Commercialisés par Pezon & Michel, les Luxor ont révolutionné la pêche au lancer.

Page de gauche : deux moulinets Luxor « classiques » avec pick-up ; page de droite : le Luxor Relax sans pick-up apparent, à tambour capoté.

Et là, pour une fois, il ne s’agissait pas de modèles importés du Royaume-Uni ou des États-Unis, mais de fabrication bien française. Dans le sillage du vicomte Henri de France, de nombreux ingénieurs et artisans de notre pays, développèrent ce type de moulinet. Ici encore, nous retrouvons Pezon & Michel qui a, pendant trois décennies, commercialisé la production d’un ingénieur de génie, M. Mauborgne, sous le nom de « Luxor ».

En tout, quatre modèles, avec des variantes de vitesse de récupération, pour lancer de l’ultra-léger au presque tout-gros. Le plus fantastique : le Luxor Suprème, qui déjà à l’époque (1955), coûtait trop cher à produire et fut très vite arrêté.

Vieux de plus de 80 ans, le Luxor Luxe est encore aujourd’hui utilisé pour la pêche de la truite ou des carnassiers (perche, brochet, sandre…). Personnellement je le préfère et de loin à toutes les « japonnaiseries » modernes à huit, dix ou douze roulements à billes.

Surement le moulinet le plus vendu dans le monde : le Mitchell 300 fabriqué à l’usine de Cluses (Haute-Savoie) et distribué par la société Garcia aux États-Unis (en 1966, la société Mitchell plus de 20 millions de moulinets).

D’autres marques et surtout des petits artisans, (mécaniciens, ajusteurs, garagistes) créèrent et commercialisèrent des petites séries, très recherchées aujourd’hui : Vamp, Capta, Croizix, Huillet, Centaure, Punch, Fraser, Aiglon… Pratiquement toutes ces marques brevetées avant-guerre trouvèrent leur plein développement et leur public immédiatement après la fin des hostilités en 1945 et dans les années 50-60. Et, comment, ici, ne pas citer la maison Mitchell, qui comme son nom ne l’indique pas, est bien française et non pas américaine.

C’est tout de suite après la guerre, que le célèbre modèle 300, le moulinet le plus vendu dans le monde, sort des ateliers savoyards de Cluses. En 1961, le 5 000 000ème moulinet est fêté, en 1966 le 10 000 000ème et en 1971 le 20 000 000ème.

Outre-Atlantique le succès du Mitchell 300 est tel, que le distributeur américain rachète la société française, dont la production continuera de se faire en Savoie jusqu’au début des années 80.

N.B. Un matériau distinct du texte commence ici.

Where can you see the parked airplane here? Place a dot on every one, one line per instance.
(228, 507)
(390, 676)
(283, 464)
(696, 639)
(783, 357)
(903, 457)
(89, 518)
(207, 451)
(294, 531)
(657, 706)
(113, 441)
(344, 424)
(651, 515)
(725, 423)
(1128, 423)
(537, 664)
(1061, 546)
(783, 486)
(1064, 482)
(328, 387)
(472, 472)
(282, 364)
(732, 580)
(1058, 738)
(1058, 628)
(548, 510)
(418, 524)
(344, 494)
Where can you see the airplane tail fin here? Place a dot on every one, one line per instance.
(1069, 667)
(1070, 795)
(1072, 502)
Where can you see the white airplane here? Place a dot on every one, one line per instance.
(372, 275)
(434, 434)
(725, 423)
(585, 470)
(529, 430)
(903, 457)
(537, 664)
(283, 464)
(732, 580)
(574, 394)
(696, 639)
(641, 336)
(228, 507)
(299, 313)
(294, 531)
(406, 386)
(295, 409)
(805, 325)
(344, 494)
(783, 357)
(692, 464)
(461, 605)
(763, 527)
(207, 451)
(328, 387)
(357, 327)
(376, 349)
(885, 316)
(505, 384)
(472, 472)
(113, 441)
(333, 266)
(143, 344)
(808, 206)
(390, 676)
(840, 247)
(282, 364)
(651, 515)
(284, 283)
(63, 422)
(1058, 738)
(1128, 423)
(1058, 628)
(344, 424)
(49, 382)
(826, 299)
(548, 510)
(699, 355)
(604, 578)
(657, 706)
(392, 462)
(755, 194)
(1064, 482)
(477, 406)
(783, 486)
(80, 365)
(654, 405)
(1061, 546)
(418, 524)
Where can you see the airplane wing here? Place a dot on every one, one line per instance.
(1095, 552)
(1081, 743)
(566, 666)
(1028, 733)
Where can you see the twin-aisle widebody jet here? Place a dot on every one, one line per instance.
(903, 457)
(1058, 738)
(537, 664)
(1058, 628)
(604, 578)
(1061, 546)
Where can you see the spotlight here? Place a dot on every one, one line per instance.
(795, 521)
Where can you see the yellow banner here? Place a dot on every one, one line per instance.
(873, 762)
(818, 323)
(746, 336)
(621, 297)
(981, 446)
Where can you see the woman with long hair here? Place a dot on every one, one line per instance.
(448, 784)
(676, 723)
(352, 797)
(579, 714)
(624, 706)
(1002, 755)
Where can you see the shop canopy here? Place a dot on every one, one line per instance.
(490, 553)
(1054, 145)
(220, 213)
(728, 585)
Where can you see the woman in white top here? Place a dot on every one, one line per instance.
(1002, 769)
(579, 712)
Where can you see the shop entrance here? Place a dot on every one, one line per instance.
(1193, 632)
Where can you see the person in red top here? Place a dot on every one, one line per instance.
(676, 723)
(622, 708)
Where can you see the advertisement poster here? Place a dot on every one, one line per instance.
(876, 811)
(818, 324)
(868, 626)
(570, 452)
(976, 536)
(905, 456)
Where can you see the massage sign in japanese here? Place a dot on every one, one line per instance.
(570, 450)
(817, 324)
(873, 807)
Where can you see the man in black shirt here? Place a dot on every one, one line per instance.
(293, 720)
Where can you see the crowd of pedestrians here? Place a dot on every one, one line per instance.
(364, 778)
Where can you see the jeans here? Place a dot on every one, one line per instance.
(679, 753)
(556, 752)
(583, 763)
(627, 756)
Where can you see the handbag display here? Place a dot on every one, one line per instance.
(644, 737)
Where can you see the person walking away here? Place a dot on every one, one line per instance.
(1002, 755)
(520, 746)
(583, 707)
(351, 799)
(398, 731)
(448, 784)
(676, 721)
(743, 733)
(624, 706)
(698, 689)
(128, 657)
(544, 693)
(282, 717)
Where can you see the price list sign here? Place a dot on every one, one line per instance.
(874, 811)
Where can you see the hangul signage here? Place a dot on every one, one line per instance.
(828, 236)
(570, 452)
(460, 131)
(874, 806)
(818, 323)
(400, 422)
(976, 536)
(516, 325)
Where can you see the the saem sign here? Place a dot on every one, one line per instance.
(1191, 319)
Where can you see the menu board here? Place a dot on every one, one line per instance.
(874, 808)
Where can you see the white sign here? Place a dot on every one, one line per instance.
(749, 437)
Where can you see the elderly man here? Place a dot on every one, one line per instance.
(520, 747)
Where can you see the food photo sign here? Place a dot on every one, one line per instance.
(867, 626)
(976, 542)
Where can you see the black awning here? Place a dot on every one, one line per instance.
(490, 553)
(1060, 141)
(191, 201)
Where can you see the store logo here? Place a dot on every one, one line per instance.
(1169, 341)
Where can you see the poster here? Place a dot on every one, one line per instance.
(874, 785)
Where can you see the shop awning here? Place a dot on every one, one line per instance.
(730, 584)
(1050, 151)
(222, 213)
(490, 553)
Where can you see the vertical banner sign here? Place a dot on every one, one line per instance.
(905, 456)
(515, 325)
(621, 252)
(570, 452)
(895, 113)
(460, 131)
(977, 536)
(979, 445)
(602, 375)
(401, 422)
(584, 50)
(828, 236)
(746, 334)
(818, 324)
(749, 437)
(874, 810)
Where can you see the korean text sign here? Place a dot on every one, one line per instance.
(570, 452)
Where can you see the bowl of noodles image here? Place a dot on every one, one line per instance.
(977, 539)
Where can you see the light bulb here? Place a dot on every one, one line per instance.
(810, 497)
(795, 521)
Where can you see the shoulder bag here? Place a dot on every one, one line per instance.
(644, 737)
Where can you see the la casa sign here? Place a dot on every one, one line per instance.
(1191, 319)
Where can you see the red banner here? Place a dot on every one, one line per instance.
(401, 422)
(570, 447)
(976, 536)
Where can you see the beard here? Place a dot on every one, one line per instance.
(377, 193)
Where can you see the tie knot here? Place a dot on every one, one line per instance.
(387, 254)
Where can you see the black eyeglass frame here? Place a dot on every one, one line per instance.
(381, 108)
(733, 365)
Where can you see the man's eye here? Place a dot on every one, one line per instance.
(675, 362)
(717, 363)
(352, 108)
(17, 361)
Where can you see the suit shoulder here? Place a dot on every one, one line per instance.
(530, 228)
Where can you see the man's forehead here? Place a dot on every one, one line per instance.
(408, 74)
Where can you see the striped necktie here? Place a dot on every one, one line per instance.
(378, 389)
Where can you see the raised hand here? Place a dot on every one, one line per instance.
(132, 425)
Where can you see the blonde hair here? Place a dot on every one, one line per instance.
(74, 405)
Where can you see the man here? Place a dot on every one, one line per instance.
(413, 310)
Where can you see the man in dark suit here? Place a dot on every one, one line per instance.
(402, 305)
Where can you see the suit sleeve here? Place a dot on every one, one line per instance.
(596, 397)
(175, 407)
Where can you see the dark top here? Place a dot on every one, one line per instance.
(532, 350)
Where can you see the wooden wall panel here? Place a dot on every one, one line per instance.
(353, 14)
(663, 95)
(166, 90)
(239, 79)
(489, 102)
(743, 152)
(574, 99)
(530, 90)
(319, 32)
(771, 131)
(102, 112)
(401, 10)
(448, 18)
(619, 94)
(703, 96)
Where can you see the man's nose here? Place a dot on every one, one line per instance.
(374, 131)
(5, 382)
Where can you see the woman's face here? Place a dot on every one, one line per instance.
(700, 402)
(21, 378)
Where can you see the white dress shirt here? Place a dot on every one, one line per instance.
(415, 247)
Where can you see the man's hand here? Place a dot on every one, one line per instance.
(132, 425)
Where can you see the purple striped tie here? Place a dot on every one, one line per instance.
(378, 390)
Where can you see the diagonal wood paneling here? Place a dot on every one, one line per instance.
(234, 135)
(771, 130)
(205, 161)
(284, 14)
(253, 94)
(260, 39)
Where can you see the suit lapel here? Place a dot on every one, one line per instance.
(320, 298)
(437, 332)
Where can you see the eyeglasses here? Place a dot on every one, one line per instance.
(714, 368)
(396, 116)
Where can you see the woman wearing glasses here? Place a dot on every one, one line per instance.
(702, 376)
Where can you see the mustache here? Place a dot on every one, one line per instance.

Ensuite, la concurrence sud-asiatique deviendra féroce et les merveilles de précision et d’engrenages, assemblés dans les vallées savoyardes, ne pourront plus lutter contre le déferlement à vil prix des marques japonaises, coréennes et maintenant chinoises.

Les premiers moulinets

Comme pour beaucoup d’objets, il semblerait que les Chinois aient les premiers inventé les moulinets pour la pêche. Une gravure du Xème siècle montre même un de ces engins avec manivelle directement monté sur une canne à pêche.

En Europe, ce n’est que sept ou huit siècles plus tard, qu’apparaîtront en Angleterre des sortes de treuils en bois assujettis, non pas sur la canne mais sur une plaque de bois, portée par un domestique ou un jeune garçon – l’école n’était pas obligatoire, et il valait mieux être sur les bords d’une rivière écossaise que dans un boyau de mine du Pays de Galles –, qui avaient pour charge de donner ou de reprendre de la ligne selon les instructions du pêcheur.

Ces gros « moulinets » servaient en fait de réserve de ligne pour pêcher les saumons, les carpes ou les gros brochets, passe-temps déjà fort apprécié des nobles dans les îles britanniques vers la fin du XVIIème siècle.

En France, la première représentation d’un moulinet apparaît dans le Pêcheur français, de Kresz Ainé, publié à Paris en 1818.

Sur cette peinture chinoise de Ma Yuan, le peintre représente un pêcheur à la ligne du VIème siècle utilisant un moulinet.